4. From Jerusalem Post:
US Ambassador John Bolton said the United States was "disturbed" that the Arab-backed draft resolution was "biased against Israel and politically motivated."
Why narrow this description to the UN Resolution alone?

5. From the UN's website:
“We must condemn the assassination of Palestinian and Israeli civilians without distinction because such arbitrary killings are contrary to the rules of international humanitarian law,” said Assembly President, Sheikha Haya Al Khalifa of Bahrain in opening the debate, which saw the participation of over 20 speakers.
This moral equivalence is morally reprehensible. Israelis assassinates terrorist leaders who are planning future attacks. The civilian deaths at Beit Hanoun were a tragic error. Contrast that with Palestinian terrorist attacks where civilian deaths are deemed a success by their perpetrators. Recall the words of Hamas after killing Fatima Slutsker:
"The Zionist enemy has admitted a Zionist was killed as a result of the Qassam Brigades bombardment of Sderot," the Hamas armed wing said in a statement.

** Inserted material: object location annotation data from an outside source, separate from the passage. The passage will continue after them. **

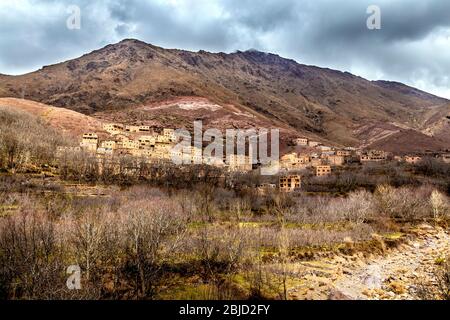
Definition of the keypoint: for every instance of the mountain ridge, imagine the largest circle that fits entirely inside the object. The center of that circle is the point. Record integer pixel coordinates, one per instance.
(307, 100)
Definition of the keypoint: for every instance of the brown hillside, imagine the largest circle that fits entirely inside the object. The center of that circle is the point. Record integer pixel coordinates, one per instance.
(67, 121)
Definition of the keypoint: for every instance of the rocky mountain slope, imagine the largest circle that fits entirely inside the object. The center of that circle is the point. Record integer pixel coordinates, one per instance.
(305, 100)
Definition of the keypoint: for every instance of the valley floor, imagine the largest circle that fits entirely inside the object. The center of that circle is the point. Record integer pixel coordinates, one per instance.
(401, 274)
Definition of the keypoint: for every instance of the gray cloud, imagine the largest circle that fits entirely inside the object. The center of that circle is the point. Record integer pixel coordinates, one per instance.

A Hamas movement spokesman defended the rocket attack.
There should be distinction between deaths in war, according to intent. This was described brilliantly by Melanie Phillips with reference to the Lebanon conflict (covered previously here):
But the moral crisis in Britain extends far wider and deeper than the wretched BBC and other media. The surreally distorted response by so many to Israel’s attempt to destroy the would-be purveyors of genocide raises the question of whether Britain will ever again support a just war — because it no longer knows what a just war is, and no longer has the intellectual capacity to know. This is in large measure because moral agency has disappeared altogether from the analysis. Intention, the essence of moral actions, is now tossed aside as of no significance. All that matters are the consequences of an action. This is in accordance with the prevailing amoral consensus which has negated moral agency altogether in order to remove the burden of personal responsibility. What someone intends to do is therefore held to be of no account. All that matters is the consequences of their action.

So the fact that Israel is at war solely to prevent the deaths of innocents is dismissed. All that matters is that the consequences of its actions are that Lebanese civilians are dying. The fact that the Israelis do not intend them to die is irrelevant. Those deaths are deemed to be the equivalent of the deaths caused by Hezbollah. The fact that Hezbollah deliberately sets out to murder innocent Israelis is irrelevant. Thus the only thing that matters is which side has more dead people. The fact that there are more dead Lebanese than dead Israelis settles the matter. The Israelis are in the wrong, are behaving disproportionately, are committing war crimes, are the villains of the piece. The fact that they are actually the victims of unprovoked genocidal aggression is deemed irrelevant. Thus the moral bankruptcy of Britain’s post-modern cultural desert.